Yakuza is a very difficult game to describe because there’s just so much to it. At its core its an open world story driven game with a focus on combat, but that description is incredibly lacking, because there’s just so much more, and the sheer breadth of great content available is Yakuza’s greatest strength. Now there’s a main story that driving the game forward, and it has a pretty interesting story. But the story beyond that creates the base that allows the main story to shine. There is so much to the world that it seems more alive than any other, it has multiple shades and tones, serious and light, tragic and comedic, all blending together to create an atmosphere that’s incredible. The main story seemed reasonably lengthy, and is broken up into a couple chapters per character and then a final chapter where you can play as anyone. There are also a number of side quests, around 15 for each character, which is where a lot of the character and setting development occur. Beyond that there a number of other mechanics that help develop the world.
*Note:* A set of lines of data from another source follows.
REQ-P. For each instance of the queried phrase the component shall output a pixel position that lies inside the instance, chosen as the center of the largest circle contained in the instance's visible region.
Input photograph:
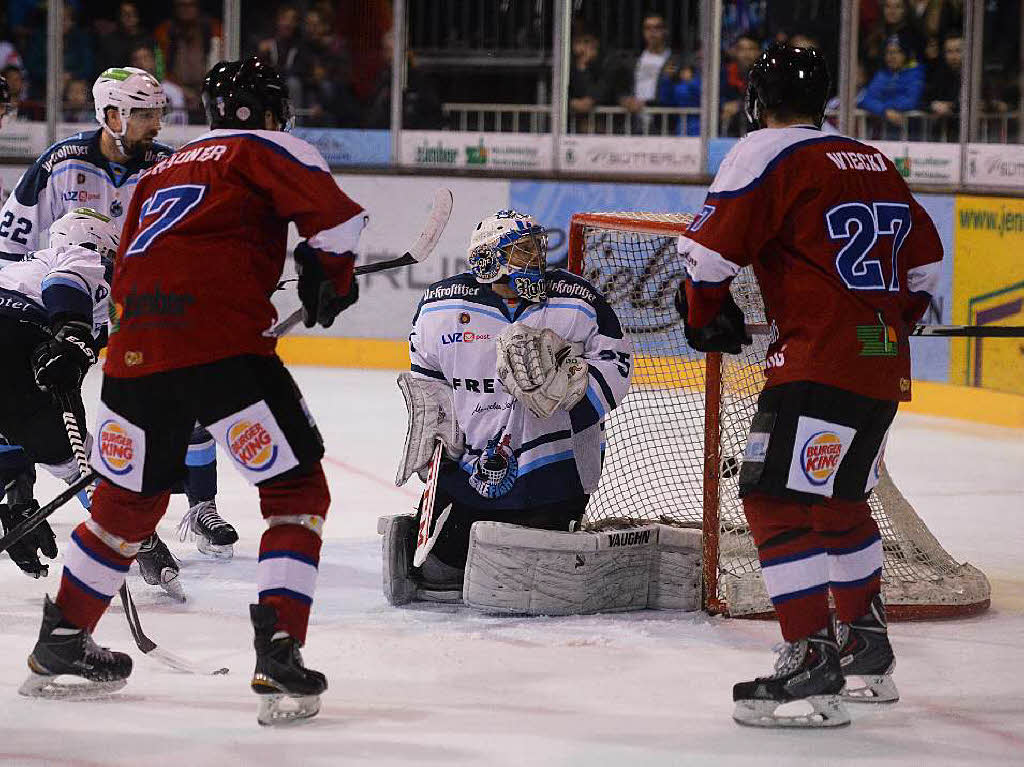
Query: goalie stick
(936, 331)
(440, 211)
(429, 528)
(74, 417)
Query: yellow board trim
(970, 403)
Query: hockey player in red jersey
(206, 237)
(846, 260)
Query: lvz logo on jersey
(463, 337)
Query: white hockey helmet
(514, 245)
(86, 228)
(126, 88)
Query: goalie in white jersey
(514, 369)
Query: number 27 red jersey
(846, 258)
(204, 244)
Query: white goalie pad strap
(431, 418)
(541, 369)
(545, 572)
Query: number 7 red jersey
(204, 244)
(846, 258)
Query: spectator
(286, 50)
(115, 48)
(20, 107)
(589, 86)
(646, 70)
(897, 20)
(327, 96)
(896, 88)
(421, 107)
(743, 54)
(79, 54)
(77, 102)
(188, 41)
(144, 57)
(680, 86)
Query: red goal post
(675, 444)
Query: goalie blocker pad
(544, 572)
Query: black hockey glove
(726, 332)
(40, 541)
(327, 284)
(60, 363)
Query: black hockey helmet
(787, 81)
(237, 94)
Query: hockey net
(675, 443)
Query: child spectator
(896, 88)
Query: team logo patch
(117, 449)
(495, 471)
(820, 456)
(251, 444)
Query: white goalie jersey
(514, 460)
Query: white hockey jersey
(72, 173)
(56, 282)
(514, 460)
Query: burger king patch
(818, 452)
(255, 441)
(119, 450)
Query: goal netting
(675, 444)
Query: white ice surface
(430, 685)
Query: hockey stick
(74, 418)
(429, 529)
(28, 524)
(936, 331)
(440, 211)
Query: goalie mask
(513, 246)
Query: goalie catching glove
(541, 369)
(431, 419)
(726, 332)
(327, 284)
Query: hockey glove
(40, 541)
(60, 363)
(725, 333)
(327, 284)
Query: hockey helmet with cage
(790, 82)
(126, 88)
(511, 245)
(238, 93)
(86, 227)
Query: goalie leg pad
(523, 570)
(396, 549)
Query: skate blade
(878, 688)
(169, 582)
(826, 711)
(223, 551)
(47, 686)
(278, 710)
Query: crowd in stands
(336, 55)
(177, 41)
(910, 56)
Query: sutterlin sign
(631, 155)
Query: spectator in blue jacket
(680, 86)
(897, 87)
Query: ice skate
(65, 649)
(214, 535)
(866, 655)
(289, 691)
(159, 567)
(806, 672)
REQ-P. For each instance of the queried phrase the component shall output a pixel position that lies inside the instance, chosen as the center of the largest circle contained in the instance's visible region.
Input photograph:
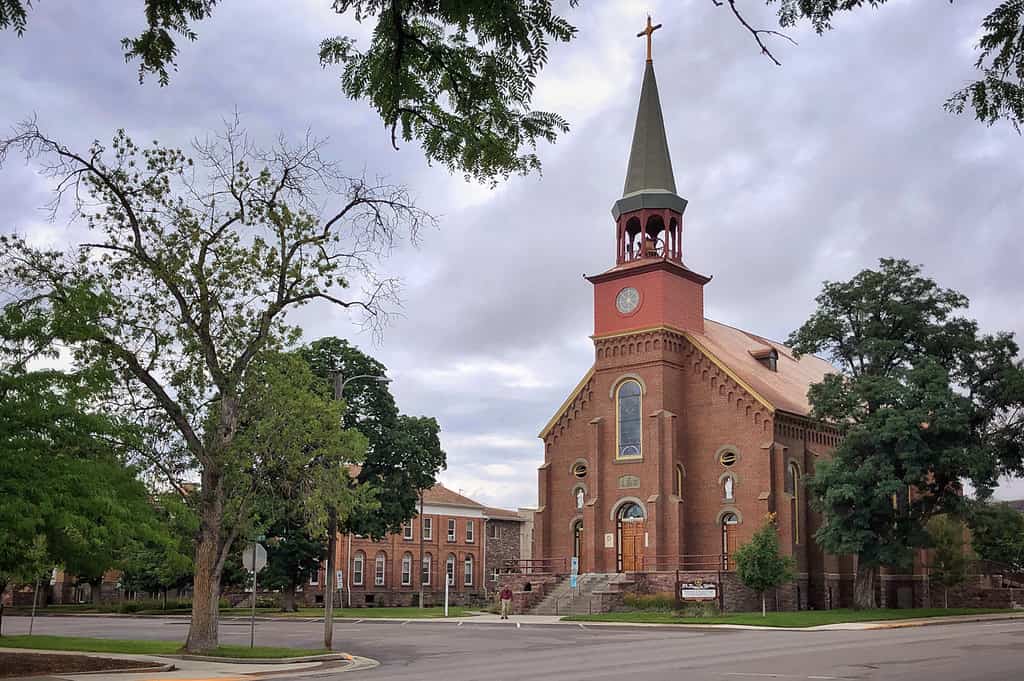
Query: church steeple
(649, 214)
The game play in this has three primary components: exploration, combat, and chases. The exploration is pretty self explanatory, you get to explore Kamurocho as you go in search of objectives and find various other things to do along the way. Everyone’s exploration phase is slightly different, with Akiyama being attacked by random thugs along the way, Saejima having to avoid the police, Tanimura getting tips from a police scanner on crimes he can help deal with, and Kiryu with organized gangs coming after him, all of which add variety. Combat is also reasonably diverse for each character, and while not heavily complex for anyone, everyone has some interesting tricks to them that keeps combat fresh. Combat involves dodging enemies and attacking them, which charges up a heat bar that allows you to use a myriad of special moves depending on the circumstances, and there’s also the option of using a number of weapons, including both those made for that purpose like sword or guns, or those improvised such as traffic cones picked up off the street. It has a lot of variety to it, though that still doesn’t add a lot of depth, but it still keeps combat interesting all the way through. There are also chase scenes, which aren’t nearly as common as exploration or combat, but essentially involve chasing someone and hitting them until you can tackle them. The three of these make up the majority of the main game and side quests.
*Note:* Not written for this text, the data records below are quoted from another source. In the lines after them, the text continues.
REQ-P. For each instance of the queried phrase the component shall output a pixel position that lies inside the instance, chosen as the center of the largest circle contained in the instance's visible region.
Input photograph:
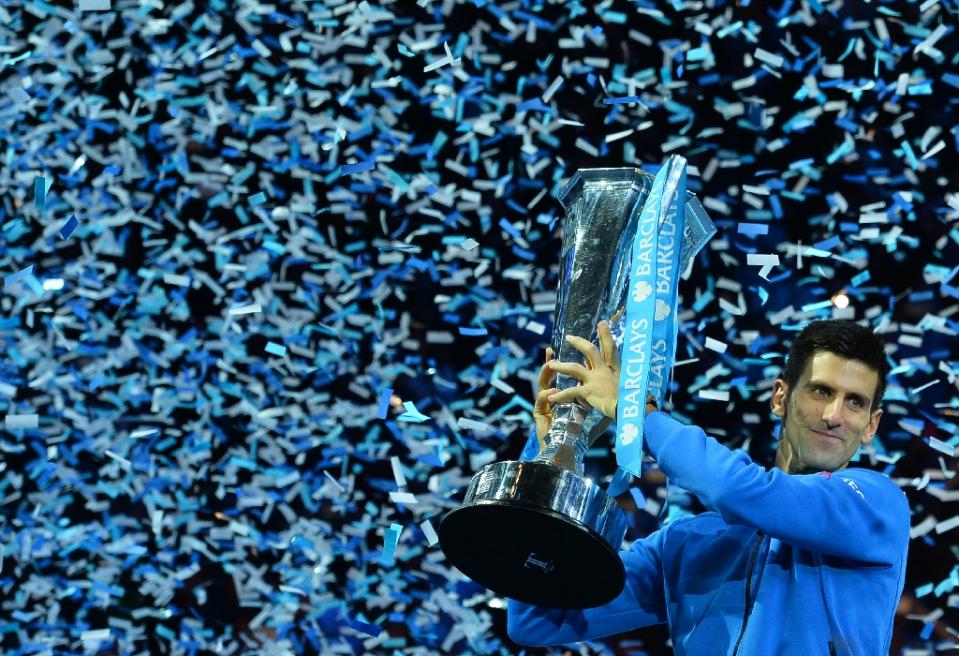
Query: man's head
(829, 394)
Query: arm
(641, 603)
(853, 513)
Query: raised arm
(853, 513)
(641, 603)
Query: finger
(546, 376)
(542, 404)
(609, 346)
(588, 349)
(567, 395)
(573, 369)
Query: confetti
(318, 268)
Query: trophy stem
(566, 442)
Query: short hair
(842, 337)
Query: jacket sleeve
(853, 513)
(641, 603)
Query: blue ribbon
(650, 328)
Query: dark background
(254, 512)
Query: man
(804, 559)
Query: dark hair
(842, 337)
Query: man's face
(826, 415)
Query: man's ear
(873, 426)
(778, 400)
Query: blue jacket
(784, 565)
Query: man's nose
(832, 413)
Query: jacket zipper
(749, 576)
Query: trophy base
(538, 533)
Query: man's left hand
(598, 378)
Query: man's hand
(542, 408)
(598, 378)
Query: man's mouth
(828, 437)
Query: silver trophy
(539, 531)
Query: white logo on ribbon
(641, 291)
(662, 309)
(630, 433)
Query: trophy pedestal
(538, 533)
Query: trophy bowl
(538, 533)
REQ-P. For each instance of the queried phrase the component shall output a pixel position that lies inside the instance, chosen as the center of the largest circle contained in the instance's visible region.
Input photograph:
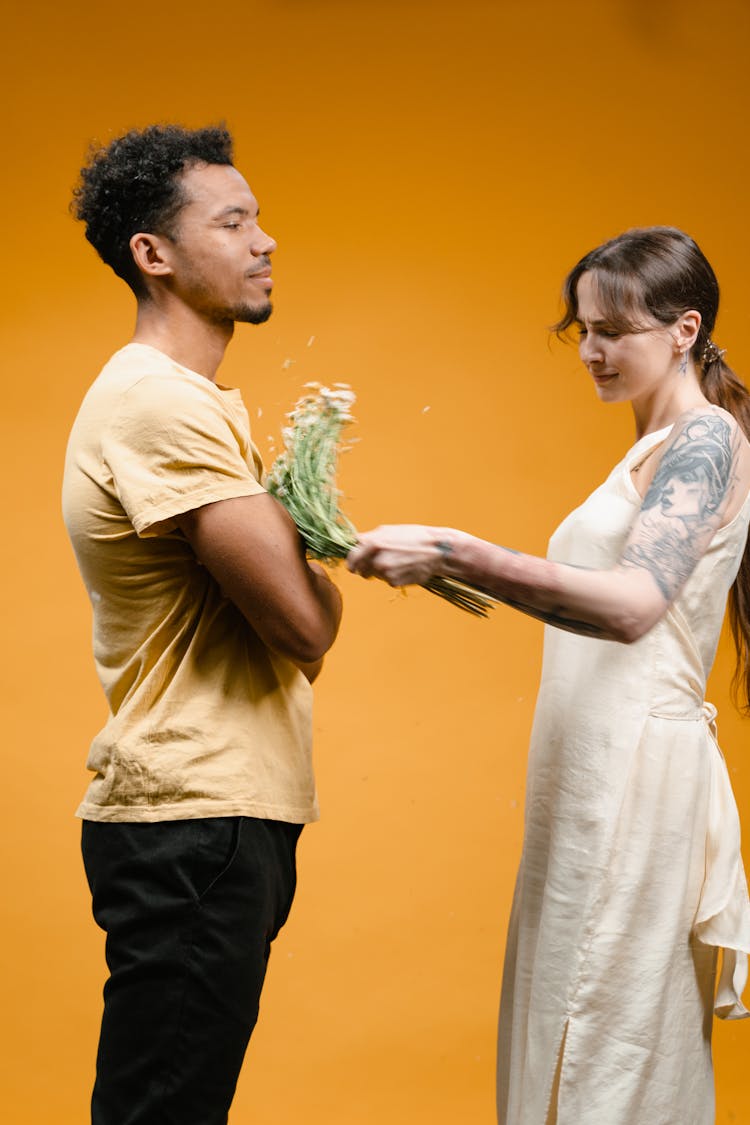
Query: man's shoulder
(141, 380)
But in terms of mechanics, that’s just the tip of the iceberg due. There are a lot of mini-games. There’s common ones, like golfing or fishing. But there are also pretty unique ones, primarily the ones related to hostesses. There’s a hostess maker mini-game, where you have to train them, and also the chance to date hostesses themselves with dating sim like mechanics, that may involve various other mini-games such as darts, bowling, or table tennis at the hot springs, which involves a pretty interesting mechanic. And I’ve still only begun to describe everything. There’s a western casino as well as eastern gambling, pachinko, mahjong, shogi, and various arcade games. You can participate in tournaments in a coliseum, and train apprentices to do so as well. You can help dig out memorabilia from WWII. You can get an interesting set of massages. You can try to make friends with various people across the city. Or you can just go around the city collecting trash. There is a lot to do, and it all of it blends in together incredibly well into a fantastic package.
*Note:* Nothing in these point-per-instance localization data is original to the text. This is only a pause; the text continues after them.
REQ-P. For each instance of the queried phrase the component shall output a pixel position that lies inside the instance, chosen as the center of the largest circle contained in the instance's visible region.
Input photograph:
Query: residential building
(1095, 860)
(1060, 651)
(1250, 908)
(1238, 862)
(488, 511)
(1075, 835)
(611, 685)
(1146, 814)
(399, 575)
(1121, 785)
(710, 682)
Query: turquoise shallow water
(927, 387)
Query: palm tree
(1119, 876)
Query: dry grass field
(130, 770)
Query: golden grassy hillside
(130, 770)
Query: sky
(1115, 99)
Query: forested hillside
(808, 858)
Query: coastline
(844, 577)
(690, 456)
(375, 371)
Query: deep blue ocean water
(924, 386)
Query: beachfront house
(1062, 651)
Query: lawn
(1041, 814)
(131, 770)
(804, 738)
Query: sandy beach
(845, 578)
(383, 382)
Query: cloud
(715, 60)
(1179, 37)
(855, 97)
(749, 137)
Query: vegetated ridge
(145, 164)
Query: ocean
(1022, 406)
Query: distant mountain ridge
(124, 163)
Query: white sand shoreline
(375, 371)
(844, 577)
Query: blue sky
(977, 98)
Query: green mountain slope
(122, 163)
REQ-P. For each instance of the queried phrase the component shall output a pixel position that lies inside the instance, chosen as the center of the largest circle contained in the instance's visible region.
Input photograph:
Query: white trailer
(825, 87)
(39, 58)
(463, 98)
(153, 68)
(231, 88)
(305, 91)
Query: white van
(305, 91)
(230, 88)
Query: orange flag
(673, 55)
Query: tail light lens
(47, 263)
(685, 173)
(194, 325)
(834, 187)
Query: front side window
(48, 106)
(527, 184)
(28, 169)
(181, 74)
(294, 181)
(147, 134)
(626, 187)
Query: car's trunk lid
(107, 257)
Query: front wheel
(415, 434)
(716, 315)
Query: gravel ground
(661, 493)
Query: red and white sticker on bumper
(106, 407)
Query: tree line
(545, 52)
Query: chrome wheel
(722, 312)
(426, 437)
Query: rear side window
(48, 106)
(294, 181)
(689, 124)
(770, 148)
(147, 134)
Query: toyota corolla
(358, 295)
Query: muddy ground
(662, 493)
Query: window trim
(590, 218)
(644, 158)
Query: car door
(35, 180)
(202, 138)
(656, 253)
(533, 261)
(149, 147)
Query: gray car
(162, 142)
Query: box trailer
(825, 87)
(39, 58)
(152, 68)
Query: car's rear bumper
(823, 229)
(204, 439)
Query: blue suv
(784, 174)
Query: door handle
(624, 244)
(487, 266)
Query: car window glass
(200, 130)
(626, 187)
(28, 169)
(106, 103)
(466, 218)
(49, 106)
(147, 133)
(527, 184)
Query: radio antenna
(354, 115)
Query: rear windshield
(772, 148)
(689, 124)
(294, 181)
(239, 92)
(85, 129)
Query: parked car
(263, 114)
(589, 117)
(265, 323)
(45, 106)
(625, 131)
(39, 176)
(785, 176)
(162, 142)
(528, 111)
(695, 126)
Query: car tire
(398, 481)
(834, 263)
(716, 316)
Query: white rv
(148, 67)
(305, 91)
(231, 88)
The graphics, art style, and animation were decent but not exceptional. The soundtrack was pretty good, though some songs got incredibly grating.

This was my first Yakuza game, and I beleive it was a pretty good place to jump into it. This was made significantly easier due to there being video summaries of the previous games included.

A  unique game that dives into a romanticized world of the Yakuza with an incredible amount of great content.